Het keukentje was simpel maar schoon. In het rechter bovenkastje stond de koffie, boven het nog nieuwe koffiezet apparaat. ‘Neem zelf ook wat!’ riep de man vanuit de kamer. Hij strompelde weer naar het raam. ’Wielrenners!’ riep hij. ’Het zijn er maar 10. Ik ken ze niet, maar ze gaan niet echt hard’ Ik dacht koortsachtig na. De fiets die daar midden in de kamer stond, was dezelfde als vorige week op Marktplaats zag. Een prachtexemplaar, maar ik had nou niet echt het idee dat ik hem straks in mijn auto zou zetten. Ik kon me niet voorstellen dat hij hem zelf geplaatst had? Er moesten hier mensen over de vloer komen. Het zag er niet voor niets zo netjes en schoon uit allemaal.

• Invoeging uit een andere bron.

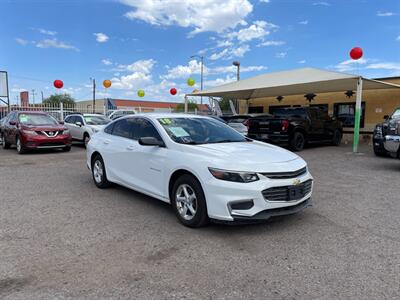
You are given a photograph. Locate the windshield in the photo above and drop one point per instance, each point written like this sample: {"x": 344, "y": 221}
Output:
{"x": 96, "y": 120}
{"x": 396, "y": 114}
{"x": 199, "y": 131}
{"x": 36, "y": 119}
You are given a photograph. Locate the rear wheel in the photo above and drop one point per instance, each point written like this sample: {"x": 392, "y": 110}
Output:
{"x": 337, "y": 138}
{"x": 4, "y": 143}
{"x": 20, "y": 147}
{"x": 99, "y": 173}
{"x": 297, "y": 142}
{"x": 189, "y": 202}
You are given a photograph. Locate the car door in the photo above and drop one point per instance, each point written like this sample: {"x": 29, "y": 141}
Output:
{"x": 149, "y": 162}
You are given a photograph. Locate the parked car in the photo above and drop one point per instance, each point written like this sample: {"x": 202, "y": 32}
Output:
{"x": 120, "y": 113}
{"x": 34, "y": 130}
{"x": 202, "y": 167}
{"x": 387, "y": 136}
{"x": 83, "y": 126}
{"x": 238, "y": 126}
{"x": 296, "y": 127}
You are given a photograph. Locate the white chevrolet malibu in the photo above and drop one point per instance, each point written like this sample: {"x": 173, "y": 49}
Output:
{"x": 202, "y": 167}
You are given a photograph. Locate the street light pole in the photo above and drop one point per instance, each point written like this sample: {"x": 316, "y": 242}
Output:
{"x": 201, "y": 74}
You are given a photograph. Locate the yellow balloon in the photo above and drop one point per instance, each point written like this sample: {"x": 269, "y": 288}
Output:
{"x": 107, "y": 83}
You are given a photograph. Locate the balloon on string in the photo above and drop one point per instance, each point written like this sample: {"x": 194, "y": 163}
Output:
{"x": 107, "y": 83}
{"x": 58, "y": 84}
{"x": 191, "y": 82}
{"x": 356, "y": 53}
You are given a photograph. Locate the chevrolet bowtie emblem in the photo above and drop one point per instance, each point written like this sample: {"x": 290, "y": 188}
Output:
{"x": 296, "y": 182}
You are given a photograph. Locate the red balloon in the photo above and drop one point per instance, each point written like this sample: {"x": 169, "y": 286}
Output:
{"x": 58, "y": 84}
{"x": 356, "y": 53}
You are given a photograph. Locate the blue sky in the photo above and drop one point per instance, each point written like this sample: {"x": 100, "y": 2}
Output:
{"x": 147, "y": 44}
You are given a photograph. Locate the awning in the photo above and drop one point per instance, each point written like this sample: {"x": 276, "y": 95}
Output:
{"x": 293, "y": 82}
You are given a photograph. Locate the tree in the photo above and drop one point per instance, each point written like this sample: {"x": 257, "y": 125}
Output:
{"x": 192, "y": 106}
{"x": 56, "y": 99}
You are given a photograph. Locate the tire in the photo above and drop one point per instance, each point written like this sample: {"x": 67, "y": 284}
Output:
{"x": 99, "y": 173}
{"x": 297, "y": 142}
{"x": 20, "y": 147}
{"x": 86, "y": 139}
{"x": 190, "y": 211}
{"x": 4, "y": 144}
{"x": 337, "y": 138}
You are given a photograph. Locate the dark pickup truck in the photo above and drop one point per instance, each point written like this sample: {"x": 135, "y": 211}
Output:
{"x": 296, "y": 127}
{"x": 387, "y": 136}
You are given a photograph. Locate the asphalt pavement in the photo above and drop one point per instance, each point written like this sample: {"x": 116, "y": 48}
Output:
{"x": 61, "y": 237}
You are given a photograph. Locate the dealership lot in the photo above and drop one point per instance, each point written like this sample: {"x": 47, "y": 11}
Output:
{"x": 61, "y": 237}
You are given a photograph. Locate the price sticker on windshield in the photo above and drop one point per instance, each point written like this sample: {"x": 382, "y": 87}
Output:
{"x": 179, "y": 131}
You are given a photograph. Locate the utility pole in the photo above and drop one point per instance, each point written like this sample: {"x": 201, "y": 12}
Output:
{"x": 202, "y": 74}
{"x": 94, "y": 93}
{"x": 33, "y": 97}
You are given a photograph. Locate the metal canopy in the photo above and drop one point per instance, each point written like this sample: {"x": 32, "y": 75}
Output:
{"x": 292, "y": 82}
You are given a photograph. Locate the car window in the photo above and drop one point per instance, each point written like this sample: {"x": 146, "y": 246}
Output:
{"x": 145, "y": 129}
{"x": 125, "y": 128}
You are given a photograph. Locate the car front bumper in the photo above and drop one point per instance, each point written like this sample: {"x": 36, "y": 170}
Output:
{"x": 223, "y": 195}
{"x": 392, "y": 143}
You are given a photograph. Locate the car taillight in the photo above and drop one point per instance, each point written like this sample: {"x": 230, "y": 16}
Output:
{"x": 285, "y": 125}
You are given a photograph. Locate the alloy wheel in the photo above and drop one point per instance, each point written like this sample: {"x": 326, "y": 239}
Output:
{"x": 186, "y": 201}
{"x": 98, "y": 171}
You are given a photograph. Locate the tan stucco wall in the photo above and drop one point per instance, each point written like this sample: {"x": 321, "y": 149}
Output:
{"x": 377, "y": 103}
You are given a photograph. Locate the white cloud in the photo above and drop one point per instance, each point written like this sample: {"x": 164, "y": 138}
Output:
{"x": 258, "y": 30}
{"x": 281, "y": 54}
{"x": 54, "y": 43}
{"x": 271, "y": 43}
{"x": 322, "y": 3}
{"x": 101, "y": 37}
{"x": 201, "y": 16}
{"x": 106, "y": 62}
{"x": 22, "y": 41}
{"x": 385, "y": 14}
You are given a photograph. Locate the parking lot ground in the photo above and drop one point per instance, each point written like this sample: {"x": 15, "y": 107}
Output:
{"x": 61, "y": 237}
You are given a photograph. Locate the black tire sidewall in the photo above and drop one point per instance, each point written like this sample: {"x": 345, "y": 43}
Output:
{"x": 104, "y": 182}
{"x": 201, "y": 216}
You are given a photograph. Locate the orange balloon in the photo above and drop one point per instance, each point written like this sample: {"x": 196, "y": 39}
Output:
{"x": 107, "y": 83}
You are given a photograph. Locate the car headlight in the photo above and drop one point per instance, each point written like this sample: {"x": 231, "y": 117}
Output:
{"x": 29, "y": 132}
{"x": 233, "y": 176}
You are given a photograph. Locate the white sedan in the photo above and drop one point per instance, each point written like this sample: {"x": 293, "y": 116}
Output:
{"x": 202, "y": 167}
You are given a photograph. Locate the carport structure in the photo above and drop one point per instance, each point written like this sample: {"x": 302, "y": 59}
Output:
{"x": 297, "y": 82}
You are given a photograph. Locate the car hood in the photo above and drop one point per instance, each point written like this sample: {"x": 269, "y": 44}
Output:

‘Weet je, ik had net zo goed kunnen worden als Janssen en Merckx. Zo goed als Den Hertog weet ik niet, maar als ik jongens als Pijnen, Duyndam, Zoetemelk en Nieuwkamp zie rijden, denk ik: dat kan ik ook’. Hij nam een slok koffie en vertelde verder. ‘Maar goed, ik moest boer worden, werken en vooral niet denken dat ik kon gaan fietsen. Als je nog puf hebt om te gaan fietsen, heb je niet hard genoeg gewerkt, zei mijn vader altijd. Toen hij dood bleef, heb ik meteen deze fiets gekocht. Maar ja, mijn benen werken niet mee. Als ze beter zijn, ga ik weer trainen. Misschien wordt het nog wat. Zo’n Middelink bijvoorbeeld, die kijkt niet verder dan zijn neus lang is. Die kijkt altijd naar dezelfde jongens. Dat is het probleem.’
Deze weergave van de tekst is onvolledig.